## Sensitivity analysis demonstration

This notebook contains an example of how to account for uncertainty in the parameters of the production process. The resulting variability is explored through a Monte Carlo-based sensitivity analysis, in which different values are used to run the facility and the outputs of interest are compiled.

First we set up the Facility to analyse, just as in previous demos.

In [None]:
import biopharma as bp

facility = bp.Facility(data_path='data')

# Define the steps needed to create our single product
from biopharma.process_steps import (
    
)
steps = [
    
]
product = bp.Product(facility, steps)

# Need to explicitly call this so that later functions can refer to quantities of interest 
facility.load_parameters()

Once the facility is created, we can set up the sensitivity analysis. This requires two pieces of information:
* the aspects to be varied, and
* the outputs we are interested in.

The outputs are declared through selector functions, similar to how [optimisation targets are specified](Optimisation_demo.ipynb#optimisation_targets). In this example, we choose to track four outputs. Note that these outputs do not need to be related to the product: any parameter or output of a component can be tracked, by providing an appropriate selector function.

In [None]:
from biopharma import optimisation as opt

analyser = opt.SensitivityAnalyser(facility)

# Specify the variables whose sensitivity we are interested in.
analyser.add_output("CoG", component=opt.sel.product(0), item="cogs")
analyser.add_output("step_int_param", component=opt.sel.step('test_step'), item="int_param")
analyser.add_output("facility_info", component=opt.sel.facility(), item="param")

For each variable (uncertain aspect), we must say what distribution represents its possible values.
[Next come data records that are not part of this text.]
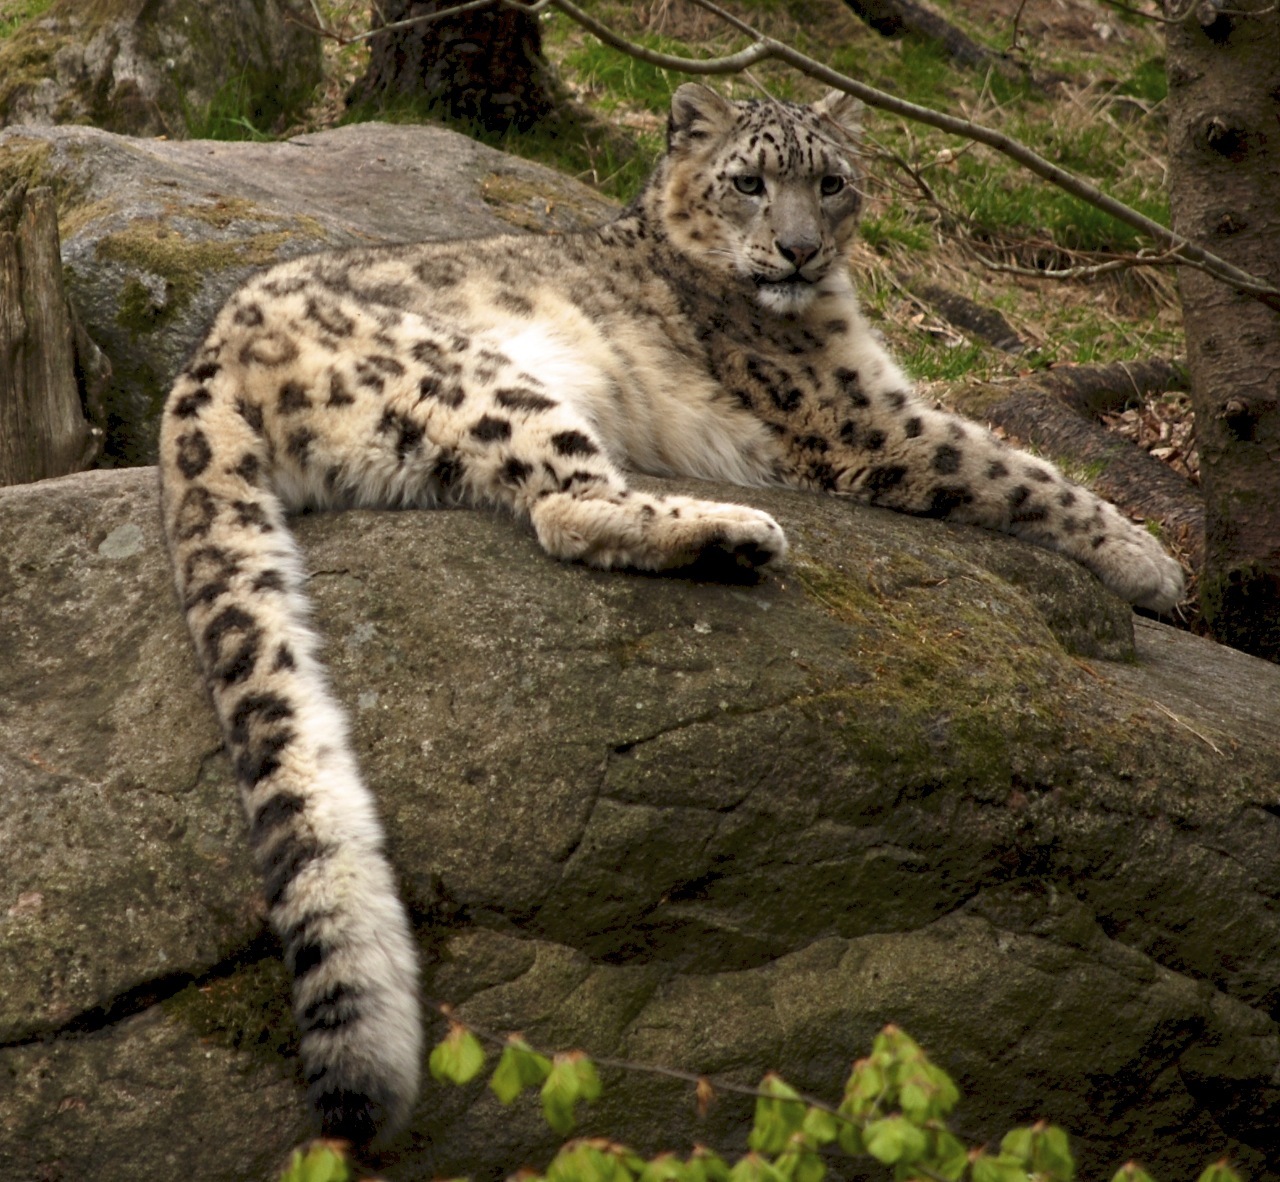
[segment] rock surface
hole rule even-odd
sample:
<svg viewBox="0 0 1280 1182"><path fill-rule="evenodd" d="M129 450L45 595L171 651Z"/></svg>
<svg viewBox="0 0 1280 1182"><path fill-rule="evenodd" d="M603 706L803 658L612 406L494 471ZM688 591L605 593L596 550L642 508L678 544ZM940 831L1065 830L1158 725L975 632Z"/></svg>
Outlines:
<svg viewBox="0 0 1280 1182"><path fill-rule="evenodd" d="M110 357L104 464L150 463L169 382L227 295L330 247L597 225L584 185L441 128L364 123L275 143L0 131L0 191L58 196L67 289Z"/></svg>
<svg viewBox="0 0 1280 1182"><path fill-rule="evenodd" d="M1082 1177L1275 1176L1280 669L1135 646L1008 539L732 495L794 544L755 584L557 564L486 513L297 521L428 996L826 1094L895 1021L975 1142L1049 1116ZM261 1180L307 1131L157 517L150 469L0 492L5 1178ZM741 1142L731 1098L605 1084L587 1132ZM430 1085L382 1172L548 1148Z"/></svg>
<svg viewBox="0 0 1280 1182"><path fill-rule="evenodd" d="M0 126L283 130L320 82L320 38L295 14L289 0L54 0L0 42Z"/></svg>

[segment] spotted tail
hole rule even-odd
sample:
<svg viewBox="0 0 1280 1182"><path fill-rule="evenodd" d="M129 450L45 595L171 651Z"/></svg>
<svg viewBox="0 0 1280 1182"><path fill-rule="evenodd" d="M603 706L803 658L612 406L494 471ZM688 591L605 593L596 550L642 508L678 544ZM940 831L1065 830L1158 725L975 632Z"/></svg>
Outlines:
<svg viewBox="0 0 1280 1182"><path fill-rule="evenodd" d="M326 1134L364 1143L403 1124L417 1095L417 958L317 659L268 445L232 385L216 362L197 362L170 395L164 525L293 973L311 1100Z"/></svg>

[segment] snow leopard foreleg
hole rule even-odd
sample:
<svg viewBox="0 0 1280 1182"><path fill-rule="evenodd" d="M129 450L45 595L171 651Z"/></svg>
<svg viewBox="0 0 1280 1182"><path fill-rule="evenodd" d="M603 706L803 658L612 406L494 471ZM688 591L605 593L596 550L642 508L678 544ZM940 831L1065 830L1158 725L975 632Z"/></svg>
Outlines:
<svg viewBox="0 0 1280 1182"><path fill-rule="evenodd" d="M469 496L527 515L554 557L605 569L754 568L785 554L781 527L758 509L629 488L579 409L591 380L555 386L521 371L469 393L457 444Z"/></svg>
<svg viewBox="0 0 1280 1182"><path fill-rule="evenodd" d="M906 388L871 392L855 374L842 378L840 444L826 457L841 471L838 491L1056 550L1139 607L1166 611L1181 599L1182 569L1160 542L1053 464Z"/></svg>

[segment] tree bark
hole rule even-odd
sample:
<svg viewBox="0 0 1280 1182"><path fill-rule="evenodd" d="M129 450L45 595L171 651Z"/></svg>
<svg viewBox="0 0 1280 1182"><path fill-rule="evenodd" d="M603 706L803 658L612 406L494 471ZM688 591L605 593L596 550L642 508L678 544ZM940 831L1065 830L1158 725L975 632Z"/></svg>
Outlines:
<svg viewBox="0 0 1280 1182"><path fill-rule="evenodd" d="M370 27L428 16L456 0L378 0ZM389 29L370 42L369 68L348 102L419 100L490 131L527 130L555 103L538 18L500 7Z"/></svg>
<svg viewBox="0 0 1280 1182"><path fill-rule="evenodd" d="M101 436L81 410L53 195L20 181L0 200L0 485L87 468Z"/></svg>
<svg viewBox="0 0 1280 1182"><path fill-rule="evenodd" d="M1250 11L1244 11L1250 10ZM1280 12L1193 5L1167 26L1173 229L1280 284ZM1213 635L1280 660L1280 314L1179 276Z"/></svg>
<svg viewBox="0 0 1280 1182"><path fill-rule="evenodd" d="M1178 556L1198 566L1204 545L1199 490L1096 421L1148 394L1184 390L1186 380L1175 362L1128 361L1050 370L1017 385L978 383L952 391L948 401L1058 463L1088 471L1095 492L1130 516L1159 522Z"/></svg>

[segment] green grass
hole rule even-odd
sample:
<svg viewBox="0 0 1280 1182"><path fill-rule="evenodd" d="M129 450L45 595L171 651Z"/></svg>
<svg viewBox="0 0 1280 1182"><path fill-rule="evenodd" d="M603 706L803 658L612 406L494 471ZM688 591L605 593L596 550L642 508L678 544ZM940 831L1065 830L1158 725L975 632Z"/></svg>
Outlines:
<svg viewBox="0 0 1280 1182"><path fill-rule="evenodd" d="M43 16L53 0L9 0L0 8L0 39L25 25L27 21Z"/></svg>
<svg viewBox="0 0 1280 1182"><path fill-rule="evenodd" d="M1092 138L1092 133L1081 136ZM1064 147L1087 158L1087 149ZM1066 165L1070 167L1070 165ZM1083 172L1077 163L1073 171ZM1111 165L1101 157L1088 179L1104 192L1161 224L1168 224L1168 202L1162 190L1129 178L1108 177ZM980 240L1007 242L1023 237L1043 242L1046 238L1070 251L1132 251L1147 244L1137 230L1117 221L1094 205L1071 196L1056 185L988 153L970 152L959 167L939 184L947 204L969 222L970 232Z"/></svg>
<svg viewBox="0 0 1280 1182"><path fill-rule="evenodd" d="M663 148L658 133L629 133L596 119L576 104L561 103L549 118L530 131L493 131L475 121L450 119L417 99L362 103L351 107L342 123L443 124L481 143L534 160L594 185L607 197L630 201L640 191Z"/></svg>
<svg viewBox="0 0 1280 1182"><path fill-rule="evenodd" d="M208 106L196 110L183 103L187 131L198 140L270 140L265 130L279 115L278 106L268 109L264 94L269 87L255 78L247 67L219 87Z"/></svg>
<svg viewBox="0 0 1280 1182"><path fill-rule="evenodd" d="M682 57L697 56L690 47L668 37L641 37L637 39L646 49ZM598 96L602 111L614 111L619 107L642 107L649 111L665 111L671 104L671 93L682 82L683 74L663 70L619 53L602 45L594 38L569 49L561 60L561 68L576 78L579 87Z"/></svg>
<svg viewBox="0 0 1280 1182"><path fill-rule="evenodd" d="M919 340L899 357L913 378L926 382L954 382L984 365L990 350L985 345L938 344L932 338Z"/></svg>
<svg viewBox="0 0 1280 1182"><path fill-rule="evenodd" d="M1169 78L1165 73L1164 58L1149 57L1140 62L1132 74L1118 87L1120 94L1129 94L1148 103L1163 102L1169 93Z"/></svg>
<svg viewBox="0 0 1280 1182"><path fill-rule="evenodd" d="M890 206L881 214L863 218L858 233L868 246L881 252L892 244L911 250L928 250L933 246L933 234L929 228L897 206Z"/></svg>

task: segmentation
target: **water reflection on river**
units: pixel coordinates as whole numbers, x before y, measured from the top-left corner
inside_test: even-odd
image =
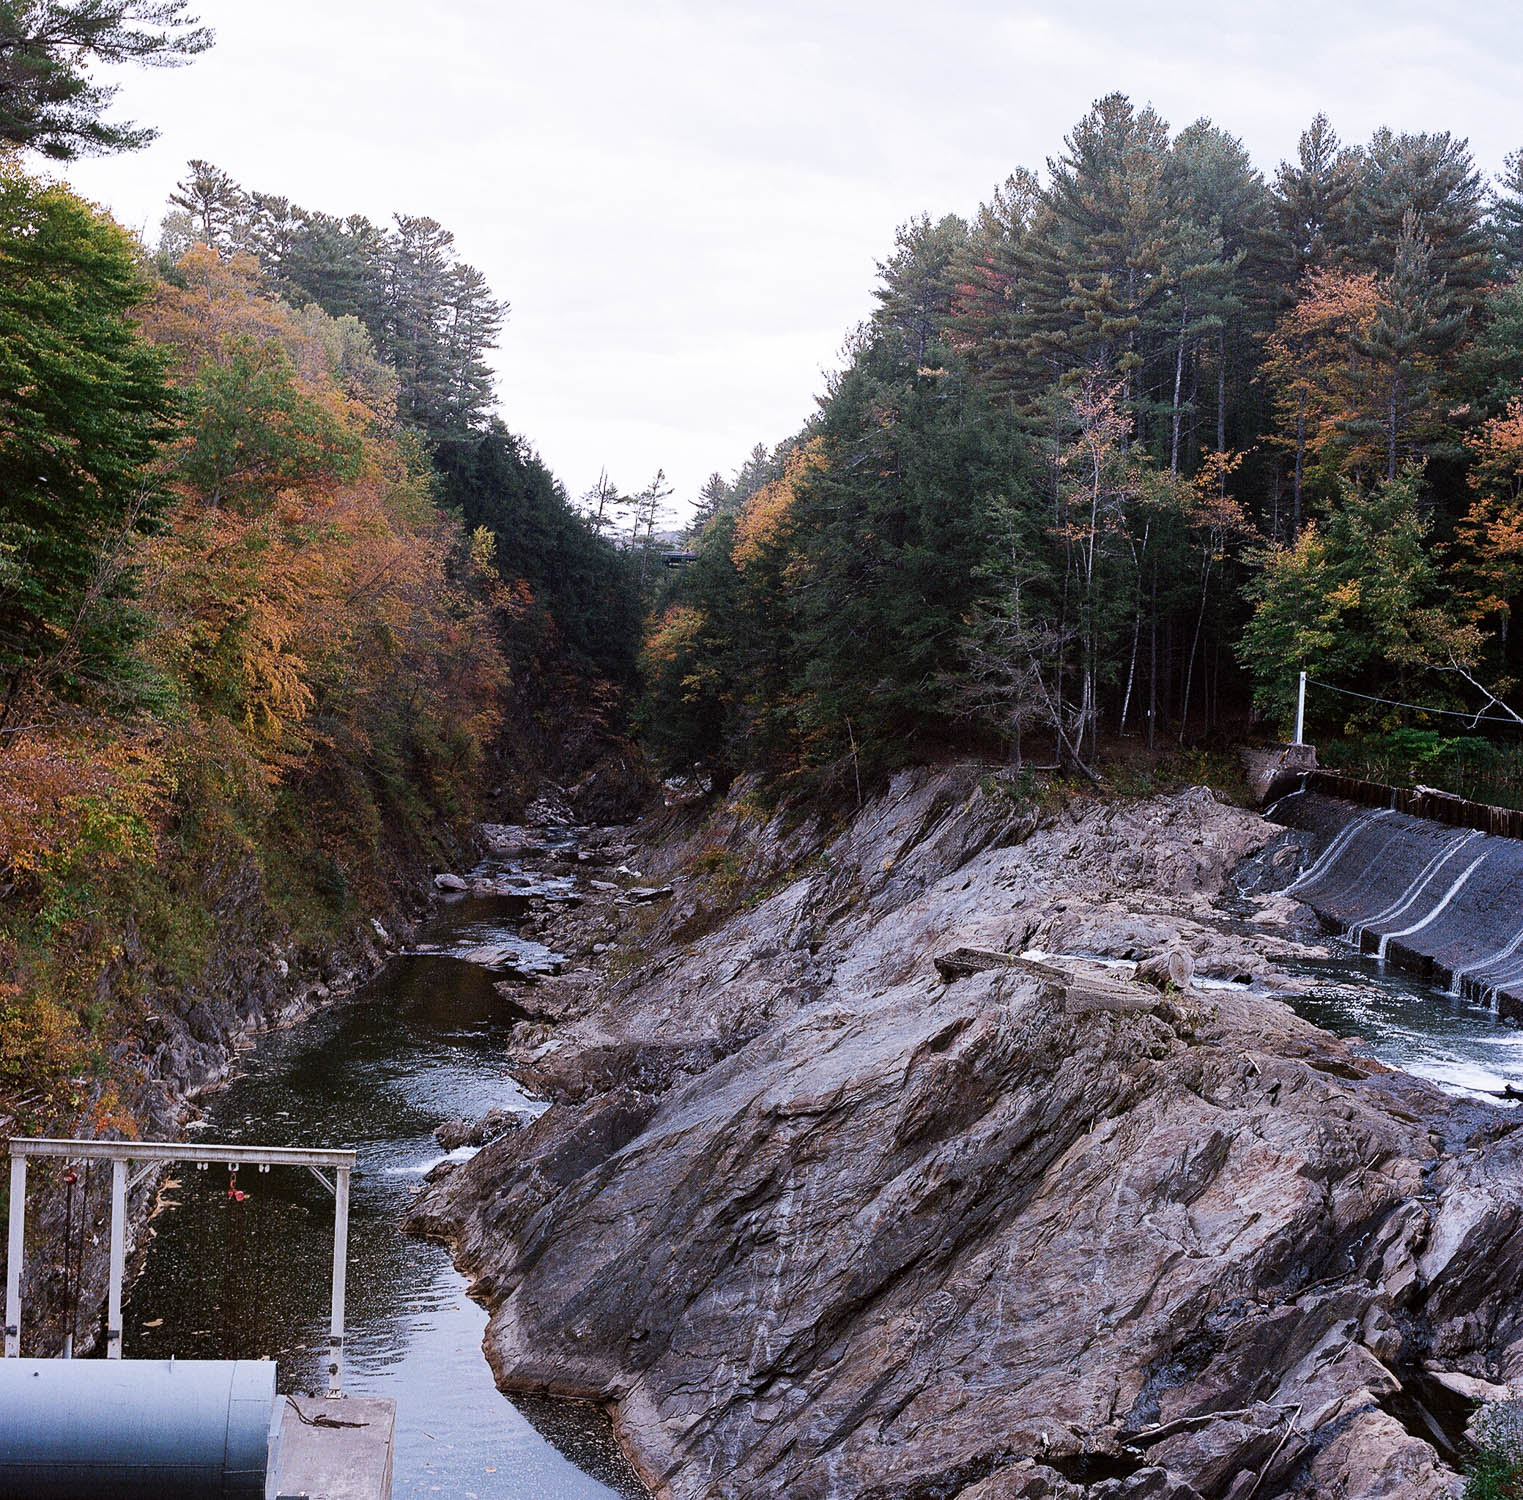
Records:
[[[447,908],[428,933],[511,933],[509,903]],[[511,1016],[489,970],[394,959],[352,1001],[267,1039],[209,1100],[204,1135],[359,1153],[349,1231],[346,1389],[397,1402],[394,1493],[479,1500],[642,1496],[600,1413],[510,1403],[481,1352],[486,1315],[445,1250],[397,1225],[452,1116],[529,1103],[508,1076]],[[283,1390],[324,1375],[332,1199],[307,1173],[178,1169],[126,1309],[129,1357],[270,1355]]]

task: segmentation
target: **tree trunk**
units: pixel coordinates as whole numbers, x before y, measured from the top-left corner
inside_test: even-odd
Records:
[[[1301,476],[1306,469],[1306,392],[1296,406],[1296,479],[1291,491],[1290,539],[1301,535]]]
[[[1174,432],[1169,442],[1169,473],[1179,473],[1179,388],[1185,377],[1185,318],[1189,304],[1179,309],[1179,341],[1174,346]]]
[[[1200,648],[1200,632],[1206,623],[1206,592],[1211,584],[1211,560],[1206,559],[1205,571],[1200,575],[1200,612],[1195,616],[1195,636],[1190,642],[1190,659],[1185,664],[1185,700],[1184,711],[1179,719],[1179,743],[1185,742],[1185,734],[1190,728],[1190,690],[1195,681],[1195,654]]]
[[[1227,451],[1227,330],[1216,330],[1216,451]],[[1222,476],[1223,491],[1227,483]]]
[[[1148,627],[1148,749],[1158,723],[1158,559],[1153,559],[1153,608]]]

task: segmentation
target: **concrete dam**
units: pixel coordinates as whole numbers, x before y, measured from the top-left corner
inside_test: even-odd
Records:
[[[1523,1021],[1523,839],[1317,791],[1269,816],[1309,836],[1287,895],[1362,952]]]

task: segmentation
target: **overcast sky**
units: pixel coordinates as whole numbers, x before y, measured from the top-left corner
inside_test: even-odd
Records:
[[[796,429],[921,210],[971,213],[1113,89],[1272,170],[1324,109],[1523,146],[1510,0],[203,0],[217,45],[125,75],[130,157],[71,169],[156,230],[184,163],[304,207],[428,214],[512,303],[502,414],[573,495],[687,499]]]

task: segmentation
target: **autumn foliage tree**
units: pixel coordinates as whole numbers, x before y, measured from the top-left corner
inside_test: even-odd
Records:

There are several families of distributions available, each governed by appropriate parameters:

* Uniform (over a given domain)
* Triangular (over a given domain)
* Gaussian (with a given mean and variance)

Here, we choose two variables. Both are given uniform distributions.

In [None]:
# Specify which aspects to vary.

param1_mean = facility.products[0].parameters["param1"]
param1_width = 2 * param1_mean.units
analyser.add_variable(gen=opt.dist.Uniform(param1_mean - param1_width, param1_mean + param1_width),
                      component=opt.sel.product(), item="param")

param2_mean = facility.products[0].parameters["param2"]
param2_width = 100000 * param2_mean.units
analyser.add_variable(gen=opt.dist.Uniform(param2_mean - param2_width, param2_mean + param2_width),
                      component=opt.sel.product(), item="param2")

We are now ready to run the sensitivity analysis and collect the results.

The commented-out line (starting with a '# ') shows how to override the number of samples, which by default is set to 100 in the [SensitivityAnalyser.yaml](data/SensitivityAnalyser.yaml) file.

In [None]:
# analyser.parameters["numberOfSamples"] = 1000
analyser.run()

For each output, we can access the minimum and maximum values recorded (```min```, ```max```), the average value (```avg```) and the variance (```var```):

In [None]:
print("Minimum CoG: {:f}".format(analyser.outputs["CoG"]["min"]))
print("Maximum CoG: {:f}".format(analyser.outputs["CoG"]["max"]))
from numpy import sqrt
print("Average CoG: {:f} +/- {:f}".format(analyser.outputs["CoG"]["avg"], sqrt(analyser.outputs["CoG"]["var"])))

We can also directly access the list of all the values encountered (```all```), to examine their distribution in more detail:

In [None]:
# Plot a histogram of the CoG
import matplotlib.pyplot as plt
# The values to be plotted must first have their units removed
values = [value.magnitude for value in analyser.outputs["CoG"]["all"]]
units = analyser.outputs["CoG"]["all"][0].units
plt.hist(values)
plt.xlabel("Cost of goods ({})".format(units))
plt.ylabel("Frequency")
plt.show()

Some parameter values can lead to errors when evaluating the facility output (e.g. if a negative value is chosen for a quantity which must be positive). A careful choice of distributions for the variables can help avoid such problems. If, however, an error does occur, that particular run will be discarded and will not count towards the total number of runs requested. The number of failed runs is available as an output after the analysis is complete:

In [None]:
analyser.outputs["failed_runs"]

As with optimisation, it is possible to replicate a sensitivity analysis by specifying an initial random state. For more details, see the [relevant section in the optimisation demo](Optimisation_demo.ipynb#replication).